You are viewing a plain text version of this content. The canonical link for it is here.
Posted to common-user@hadoop.apache.org by Jun Rao <ju...@almaden.ibm.com> on 2007/06/21 02:20:27 UTC

map task in initializing phase for too long

Hi,

I am wondering if anyone has experienced this problem. Sometimes when I 
ran a job, a few map tasks (often just one) hang in the initializing phase 
for more than 3 minutes (it normally finishes in a couple seconds). They 
will eventually finish, but the whole job is slowed down considerably. The 
weird thing is that the slow task is not deterministic. It doesn't always 
occur and if does, can occur on any split and on any host.

I'd appreciate any help on understanding this.

Jun
IBM Almaden Research Center
K55/B1, 650 Harry Road, San Jose, CA  95120-6099

junrao@almaden.ibm.com
(408)927-1886 (phone)
(408)927-3215 (fax)

Re: map task in initializing phase for too long

Posted by Doug Cutting <cu...@apache.org>.
Raghu Angadi wrote:
> Doug Cutting wrote:
>> Owen wrote:
>>> One side note is that all of the servers have a servlet such that if  
>>> you do http://<node>:<port>/stacks you'll get a stack trace of all  
>>> the threads in the server. I find that useful for remote debugging.  
>>> *smile* Although if it is a task jvm that has the problem, then 
>>> there  isn't a server for them.
>>
>> (This should probably be added to the documentation or the wiki...)
> 
> We should. This is very useful. I have been working on Hadoop for months 
> but still didn't know.

A good place might be on:

http://wiki.apache.org/lucene-hadoop/HowToDebugMapReducePrograms

Doug

Re: map task in initializing phase for too long

Posted by Raghu Angadi <ra...@yahoo-inc.com>.
Doug Cutting wrote:
> Owen wrote:
>> One side note is that all of the servers have a servlet such that if  
>> you do http://<node>:<port>/stacks you'll get a stack trace of all  
>> the threads in the server. I find that useful for remote debugging.  
>> *smile* Although if it is a task jvm that has the problem, then there  
>> isn't a server for them.
> 
> (This should probably be added to the documentation or the wiki...)

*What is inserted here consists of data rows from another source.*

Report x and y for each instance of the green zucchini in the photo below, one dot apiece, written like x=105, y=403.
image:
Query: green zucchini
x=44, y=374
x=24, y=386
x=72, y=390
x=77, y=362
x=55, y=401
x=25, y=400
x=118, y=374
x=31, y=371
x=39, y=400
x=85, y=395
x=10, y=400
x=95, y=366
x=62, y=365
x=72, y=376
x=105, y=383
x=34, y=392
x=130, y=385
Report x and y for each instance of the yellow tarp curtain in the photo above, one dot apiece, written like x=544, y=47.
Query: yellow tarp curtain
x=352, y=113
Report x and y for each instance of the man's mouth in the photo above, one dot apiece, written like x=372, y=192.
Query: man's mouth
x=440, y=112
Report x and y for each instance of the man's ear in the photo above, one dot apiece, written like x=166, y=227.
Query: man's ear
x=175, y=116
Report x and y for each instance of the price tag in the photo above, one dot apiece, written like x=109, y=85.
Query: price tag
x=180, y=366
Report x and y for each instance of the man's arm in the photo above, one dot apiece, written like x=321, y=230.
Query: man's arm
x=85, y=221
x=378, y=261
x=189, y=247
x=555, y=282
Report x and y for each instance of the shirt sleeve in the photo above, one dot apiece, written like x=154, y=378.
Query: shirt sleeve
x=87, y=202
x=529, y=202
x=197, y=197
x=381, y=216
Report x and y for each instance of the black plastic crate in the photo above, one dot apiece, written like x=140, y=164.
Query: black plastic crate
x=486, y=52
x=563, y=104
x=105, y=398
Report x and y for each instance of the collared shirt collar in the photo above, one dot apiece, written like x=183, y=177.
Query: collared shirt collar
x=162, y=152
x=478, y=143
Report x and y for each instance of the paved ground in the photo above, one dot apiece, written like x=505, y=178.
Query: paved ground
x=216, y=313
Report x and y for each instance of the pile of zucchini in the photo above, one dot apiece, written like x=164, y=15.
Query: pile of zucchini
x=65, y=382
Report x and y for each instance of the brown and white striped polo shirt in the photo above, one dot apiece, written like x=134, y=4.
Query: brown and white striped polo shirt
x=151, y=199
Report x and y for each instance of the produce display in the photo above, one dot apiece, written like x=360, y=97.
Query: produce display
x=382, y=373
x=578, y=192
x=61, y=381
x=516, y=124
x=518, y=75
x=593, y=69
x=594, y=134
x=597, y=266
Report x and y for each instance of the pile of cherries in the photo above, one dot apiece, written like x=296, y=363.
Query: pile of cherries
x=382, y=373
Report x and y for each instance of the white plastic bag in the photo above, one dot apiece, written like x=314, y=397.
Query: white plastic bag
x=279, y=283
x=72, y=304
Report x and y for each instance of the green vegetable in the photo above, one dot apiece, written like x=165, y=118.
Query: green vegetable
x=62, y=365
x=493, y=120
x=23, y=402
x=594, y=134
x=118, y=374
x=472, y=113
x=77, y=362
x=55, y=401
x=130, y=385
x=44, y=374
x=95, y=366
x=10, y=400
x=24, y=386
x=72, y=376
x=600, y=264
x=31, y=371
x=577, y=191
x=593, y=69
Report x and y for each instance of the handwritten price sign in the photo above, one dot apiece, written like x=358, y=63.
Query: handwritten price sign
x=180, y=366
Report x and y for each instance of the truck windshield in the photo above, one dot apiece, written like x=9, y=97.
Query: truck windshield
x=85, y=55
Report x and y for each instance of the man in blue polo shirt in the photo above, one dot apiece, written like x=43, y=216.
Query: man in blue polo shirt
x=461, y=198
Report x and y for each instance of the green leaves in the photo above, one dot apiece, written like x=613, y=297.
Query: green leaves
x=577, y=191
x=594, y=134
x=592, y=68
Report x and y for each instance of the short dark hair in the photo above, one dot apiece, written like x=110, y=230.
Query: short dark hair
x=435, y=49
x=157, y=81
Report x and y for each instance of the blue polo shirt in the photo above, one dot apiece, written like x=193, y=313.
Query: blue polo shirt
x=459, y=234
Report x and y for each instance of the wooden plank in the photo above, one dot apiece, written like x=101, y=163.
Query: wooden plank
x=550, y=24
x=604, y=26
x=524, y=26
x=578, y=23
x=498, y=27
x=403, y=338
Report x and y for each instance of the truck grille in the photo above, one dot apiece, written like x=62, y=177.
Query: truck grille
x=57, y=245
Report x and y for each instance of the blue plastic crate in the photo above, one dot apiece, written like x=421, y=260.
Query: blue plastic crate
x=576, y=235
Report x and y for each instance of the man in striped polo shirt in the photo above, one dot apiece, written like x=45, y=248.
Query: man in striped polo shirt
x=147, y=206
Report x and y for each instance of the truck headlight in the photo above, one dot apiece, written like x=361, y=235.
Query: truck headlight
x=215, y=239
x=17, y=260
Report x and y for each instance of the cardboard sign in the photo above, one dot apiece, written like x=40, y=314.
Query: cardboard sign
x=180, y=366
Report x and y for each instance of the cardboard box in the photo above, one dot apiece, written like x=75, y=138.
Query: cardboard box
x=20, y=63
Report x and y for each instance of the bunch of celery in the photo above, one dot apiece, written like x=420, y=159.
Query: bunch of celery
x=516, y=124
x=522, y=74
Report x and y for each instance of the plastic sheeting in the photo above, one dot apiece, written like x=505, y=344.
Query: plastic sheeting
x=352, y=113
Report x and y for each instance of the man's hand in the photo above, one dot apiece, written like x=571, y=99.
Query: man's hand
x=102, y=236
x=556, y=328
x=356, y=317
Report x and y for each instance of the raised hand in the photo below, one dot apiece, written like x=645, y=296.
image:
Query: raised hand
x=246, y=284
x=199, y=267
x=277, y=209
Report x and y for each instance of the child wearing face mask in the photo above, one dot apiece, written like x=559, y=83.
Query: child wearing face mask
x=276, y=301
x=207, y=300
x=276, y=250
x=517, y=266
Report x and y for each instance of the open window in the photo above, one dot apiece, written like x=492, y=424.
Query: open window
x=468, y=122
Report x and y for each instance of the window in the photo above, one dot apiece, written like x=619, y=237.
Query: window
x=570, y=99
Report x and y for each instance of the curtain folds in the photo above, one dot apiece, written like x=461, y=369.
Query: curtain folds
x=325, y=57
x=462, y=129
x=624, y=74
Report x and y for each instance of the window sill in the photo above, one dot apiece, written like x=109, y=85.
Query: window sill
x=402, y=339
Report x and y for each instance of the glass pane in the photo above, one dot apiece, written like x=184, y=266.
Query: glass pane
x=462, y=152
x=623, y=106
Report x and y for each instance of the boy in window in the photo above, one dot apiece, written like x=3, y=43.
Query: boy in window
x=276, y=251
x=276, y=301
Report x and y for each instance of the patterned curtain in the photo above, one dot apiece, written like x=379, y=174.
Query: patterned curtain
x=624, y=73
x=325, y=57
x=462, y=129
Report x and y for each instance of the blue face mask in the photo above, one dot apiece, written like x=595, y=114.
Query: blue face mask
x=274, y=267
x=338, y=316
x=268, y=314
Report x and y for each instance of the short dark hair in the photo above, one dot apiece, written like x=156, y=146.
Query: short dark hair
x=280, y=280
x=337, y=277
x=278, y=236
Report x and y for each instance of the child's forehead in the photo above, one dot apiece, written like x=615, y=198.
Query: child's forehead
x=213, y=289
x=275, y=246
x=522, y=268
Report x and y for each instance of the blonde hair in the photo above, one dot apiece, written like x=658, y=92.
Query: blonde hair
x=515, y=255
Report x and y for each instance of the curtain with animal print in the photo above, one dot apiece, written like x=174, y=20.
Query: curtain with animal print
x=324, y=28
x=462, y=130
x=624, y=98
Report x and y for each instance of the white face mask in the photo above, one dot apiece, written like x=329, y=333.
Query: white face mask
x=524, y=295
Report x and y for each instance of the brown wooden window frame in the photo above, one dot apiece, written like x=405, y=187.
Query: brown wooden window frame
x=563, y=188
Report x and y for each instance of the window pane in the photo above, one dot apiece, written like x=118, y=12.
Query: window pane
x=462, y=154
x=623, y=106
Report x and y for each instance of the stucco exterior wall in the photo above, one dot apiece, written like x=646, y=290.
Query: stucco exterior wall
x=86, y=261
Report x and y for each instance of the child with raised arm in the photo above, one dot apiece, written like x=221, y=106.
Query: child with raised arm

We should. This is very useful. I have been working on Hadoop for months 
but still didn't know.

Raghu.

> Doug


Re: map task in initializing phase for too long

Posted by Jun Rao <ju...@almaden.ibm.com>.
I enabled logging. The slow map task was caused when making a socket 
connection call in setupIOstreams()(triggered by the first RPC 
call--getProtocolVersion()--from MapTask to TaskTracker). If the socket 
connection call was made at t1, the call didn't return until t1 + ~200 
seconds (normally, each Map task takes about 8 seconds). At the RPC server 
side, doAccept() was also called at t1 + ~200 seconds. I was running a Job 
with 200+ splits 10 times. On average, there was one slow map task per run 
(all slow Map tasks took ~200 seconds to make the socket connection). I 
was using a recent 64-bit IBM JVM on SuSe.

Jun
IBM Almaden Research Center
K55/B1, 650 Harry Road, San Jose, CA  95120-6099

junrao@almaden.ibm.com
(408)927-1886 (phone)
(408)927-3215 (fax)




Doug Cutting <cu...@apache.org> 
06/21/2007 09:21 AM
Please respond to
hadoop-user@lucene.apache.org


To
hadoop-user@lucene.apache.org
cc

Subject
Re: map task in initializing phase for too long






Jun Rao wrote:
> I am wondering if anyone has experienced this problem. Sometimes when I 
> ran a job, a few map tasks (often just one) hang in the initializing 
phase 
> for more than 3 minutes (it normally finishes in a couple seconds). They 

> will eventually finish, but the whole job is slowed down considerably. 
The 
> weird thing is that the slow task is not deterministic. It doesn't 
always 
> occur and if does, can occur on any split and on any host.

I have not seen this.

Perhaps you can get a stack trace from the tasktracker while this is 
happening?

Owen described how to get such stack traces in:

http://mail-archives.apache.org/mod_mbox/lucene-hadoop-user/200706.mbox/%3c3AB557D4-4B71-4286-BB36-1A449F28BAD5@yahoo-inc.com%3e


Owen wrote:
> One side note is that all of the servers have a servlet such that if 
> you do http://<node>:<port>/stacks you'll get a stack trace of all 
> the threads in the server. I find that useful for remote debugging. 
> *smile* Although if it is a task jvm that has the problem, then there 
> isn't a server for them.

(This should probably be added to the documentation or the wiki...)

Doug


Re: map task in initializing phase for too long

Posted by Doug Cutting <cu...@apache.org>.
Jun Rao wrote:
> I am wondering if anyone has experienced this problem. Sometimes when I 
> ran a job, a few map tasks (often just one) hang in the initializing phase 
> for more than 3 minutes (it normally finishes in a couple seconds). They 
> will eventually finish, but the whole job is slowed down considerably. The 
> weird thing is that the slow task is not deterministic. It doesn't always 
> occur and if does, can occur on any split and on any host.

I have not seen this.

Perhaps you can get a stack trace from the tasktracker while this is 
happening?

Owen described how to get such stack traces in:

http://mail-archives.apache.org/mod_mbox/lucene-hadoop-user/200706.mbox/%3c3AB557D4-4B71-4286-BB36-1A449F28BAD5@yahoo-inc.com%3e

Owen wrote:
> One side note is that all of the servers have a servlet such that if  
> you do http://<node>:<port>/stacks you'll get a stack trace of all  
> the threads in the server. I find that useful for remote debugging.  
> *smile* Although if it is a task jvm that has the problem, then there  
> isn't a server for them.

(This should probably be added to the documentation or the wiki...)

Doug